Des chiffres


par  D. DELCUZE, M.-L. DUBOIN
Publication : septembre 1983
Mise en ligne : 15 octobre 2006

Ainsi peut-on conclure avec Ch. DUPONT : "Toutes les sociétés actuelles, y compris les sociétés "socialistes", reposent, pour l’élevage des enfants et les services domestiques, sur le travail gratuit des femmes" et elle ajoute : "Ces services ne peuvent être fournis que dans le cadre d’une relation particulière à un individu (mari) ; ils sont exclus de l’échange et n’ont conséquemment pas de valeur..." [21].
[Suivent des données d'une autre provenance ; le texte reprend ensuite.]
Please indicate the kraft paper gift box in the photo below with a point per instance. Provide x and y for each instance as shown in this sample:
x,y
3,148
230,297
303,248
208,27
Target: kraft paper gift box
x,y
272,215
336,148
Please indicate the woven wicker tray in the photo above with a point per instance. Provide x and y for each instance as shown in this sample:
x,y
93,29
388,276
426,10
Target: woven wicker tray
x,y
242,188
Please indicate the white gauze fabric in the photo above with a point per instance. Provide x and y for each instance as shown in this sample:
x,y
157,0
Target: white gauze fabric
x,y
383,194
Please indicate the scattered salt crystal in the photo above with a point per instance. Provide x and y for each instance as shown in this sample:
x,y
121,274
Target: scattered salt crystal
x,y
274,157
Pas de valeur, parce que gratuits. C’est ainsi qu’on raisonne dans l’économie de marché :

"La "valeur" dans notre société de marché, ne peut se concevoir en dehors de l’étalon monétaire, et toute production-consommation, dépourvue de cet étalon est considérée comme nulle ou inexistante, à la fois dans l’opinion populaire et dans la sociologie traditionnelle et l’économie néo-classique qui ne font que ratifier les préjugés populaires. Une femme qui effectue 100 heures de tâches domestiques à la maison par semaine ne dit-elle pas "qu’elle ne travaille pas", même si elle produit un nombre élevé de biens et de services pour la famille et la société ?" [23].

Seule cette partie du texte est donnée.